I was ordered to go for a mammography after the gynae whom I consulted at that time for a Pap smear said she felt a slight lump after groping at my boobs.
Nothing harmful was detected thankfully but the entire X-ray was unnerving. Not only did I have to worry about the outcome, I had to endure the extremely uncomfortable procedure where my breasts were being pressed against a platform on the mammogram machine by a plate.
A mammogram as some of you might know, is two X-rays of each breast. The breasts are put in compression; from top to bottom, and then from the sides as part of the procedure.
Following advice from an ex-colleague who had done it before, I tried to be as relax as possible during the X-ray to minimize chances of re-takes. But still, I was nervous. It started with my bare breasts feeling cold against the metal plates and that feeling later turned to great discomfort as my breasts were pressed, flattened and squeezed.
I remember then that one of my breasts did not hurt as much but the other, probably because it was slightly bigger, hurt so much that I was in tears especially because they had to retake the X-ray after a failed attempt.
I’m not trying to scare those of you who have not have gone for a mammogram but rather to orientate you realistically. Expect pain. And usually, the larger your breasts are, the more painful the x-ray, although the degree may vary for different women.
But know that the pain is just momentarily and going through a mammogram can be a life saver as this is the most effective tool available in detecting breast cancer before lumps can be felt or symptoms of cancer appear. And we all know that early detection of breast cancer not only helps provide a woman with more options, but also increases the possibility of a favorable prognosis.

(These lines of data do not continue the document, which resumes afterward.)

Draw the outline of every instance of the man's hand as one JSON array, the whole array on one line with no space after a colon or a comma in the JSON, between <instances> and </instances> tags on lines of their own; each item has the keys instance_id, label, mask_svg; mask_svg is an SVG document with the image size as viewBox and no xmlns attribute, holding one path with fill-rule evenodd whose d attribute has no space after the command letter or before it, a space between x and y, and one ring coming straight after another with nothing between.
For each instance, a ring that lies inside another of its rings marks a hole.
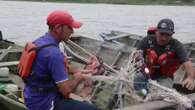
<instances>
[{"instance_id":1,"label":"man's hand","mask_svg":"<svg viewBox=\"0 0 195 110\"><path fill-rule=\"evenodd\" d=\"M183 82L182 82L182 86L186 87L189 90L193 90L194 89L194 78L191 77L187 77Z\"/></svg>"}]
</instances>

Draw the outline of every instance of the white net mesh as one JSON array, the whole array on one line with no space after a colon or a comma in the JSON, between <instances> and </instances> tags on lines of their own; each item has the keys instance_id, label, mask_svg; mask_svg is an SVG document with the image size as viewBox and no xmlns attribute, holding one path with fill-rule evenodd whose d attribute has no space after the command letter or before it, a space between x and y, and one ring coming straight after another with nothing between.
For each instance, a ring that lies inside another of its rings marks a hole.
<instances>
[{"instance_id":1,"label":"white net mesh","mask_svg":"<svg viewBox=\"0 0 195 110\"><path fill-rule=\"evenodd\" d=\"M102 81L106 84L115 84L115 94L117 94L118 99L116 104L118 109L123 108L123 94L131 96L137 102L146 102L151 100L165 100L168 102L176 103L182 105L184 108L192 108L192 100L187 98L184 95L181 95L174 89L167 88L158 84L152 79L148 79L148 91L149 93L143 99L140 97L136 90L134 89L133 84L135 83L134 78L137 75L143 74L145 69L145 63L143 59L143 52L141 50L136 50L131 53L129 56L128 64L121 68L117 72L116 76L91 76L94 81ZM146 69L147 70L147 69ZM147 73L147 71L145 72ZM145 83L145 82L136 82L136 83ZM180 107L181 108L181 107ZM184 110L184 109L183 109Z\"/></svg>"}]
</instances>

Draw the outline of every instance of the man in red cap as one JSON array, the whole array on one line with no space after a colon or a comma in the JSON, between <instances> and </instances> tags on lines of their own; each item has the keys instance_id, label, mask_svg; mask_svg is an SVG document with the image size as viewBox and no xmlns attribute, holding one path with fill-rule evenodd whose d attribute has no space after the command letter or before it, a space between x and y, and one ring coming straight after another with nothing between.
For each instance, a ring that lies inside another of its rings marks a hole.
<instances>
[{"instance_id":1,"label":"man in red cap","mask_svg":"<svg viewBox=\"0 0 195 110\"><path fill-rule=\"evenodd\" d=\"M49 32L33 42L41 48L33 61L31 75L25 79L25 105L29 110L97 110L94 105L69 98L85 77L77 71L72 80L68 78L66 56L59 49L60 41L67 41L73 28L80 28L82 23L66 11L54 11L47 17L47 25Z\"/></svg>"}]
</instances>

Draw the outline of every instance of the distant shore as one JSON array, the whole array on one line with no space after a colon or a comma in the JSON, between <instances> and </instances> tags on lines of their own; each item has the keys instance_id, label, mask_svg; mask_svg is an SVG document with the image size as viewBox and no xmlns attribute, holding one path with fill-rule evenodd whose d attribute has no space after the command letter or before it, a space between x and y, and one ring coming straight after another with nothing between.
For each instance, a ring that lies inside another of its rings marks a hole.
<instances>
[{"instance_id":1,"label":"distant shore","mask_svg":"<svg viewBox=\"0 0 195 110\"><path fill-rule=\"evenodd\" d=\"M195 0L16 0L63 3L106 3L127 5L195 5Z\"/></svg>"}]
</instances>

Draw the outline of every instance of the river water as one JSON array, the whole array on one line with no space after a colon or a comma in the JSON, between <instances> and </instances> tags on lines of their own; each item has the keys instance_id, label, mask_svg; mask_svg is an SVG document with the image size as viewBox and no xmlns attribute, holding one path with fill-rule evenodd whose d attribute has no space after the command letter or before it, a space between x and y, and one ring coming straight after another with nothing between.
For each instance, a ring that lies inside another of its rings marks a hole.
<instances>
[{"instance_id":1,"label":"river water","mask_svg":"<svg viewBox=\"0 0 195 110\"><path fill-rule=\"evenodd\" d=\"M174 37L195 42L194 6L0 1L0 30L4 38L23 45L47 31L45 19L53 10L68 10L84 23L75 33L94 39L101 40L98 34L110 30L145 35L149 26L155 26L162 18L171 18L175 22Z\"/></svg>"}]
</instances>

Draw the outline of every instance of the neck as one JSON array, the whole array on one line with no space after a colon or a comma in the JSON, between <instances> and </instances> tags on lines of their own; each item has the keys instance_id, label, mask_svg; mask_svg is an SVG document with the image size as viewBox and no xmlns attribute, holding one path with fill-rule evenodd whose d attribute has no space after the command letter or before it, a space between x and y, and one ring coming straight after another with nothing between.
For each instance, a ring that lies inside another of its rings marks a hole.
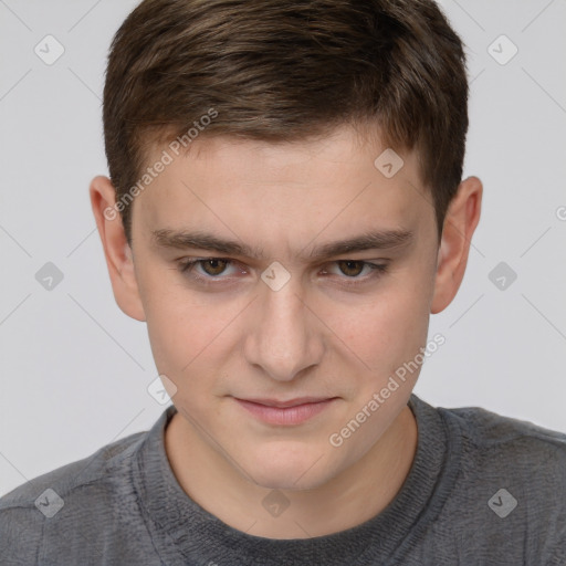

In addition, I read that there is a new type of mammogram called digital tomosynthesisa which takes multiple X-ray pictures of each breast from many angles and make the entire procedure less painful and uncomfortable. So in time to come, when this technology becomes widely deployed, mammogram maybe less dreadful for us.
Meanwhile, if you’re preparing for a mammogram, you might want to read up the guide to breast screening with illustrations and details given.
As for me, apart from examining my breasts frequently, I also consult my gynae regularly and heed her advice whenever she recommends mammogram. Well, even though I really wish I didn’t have to.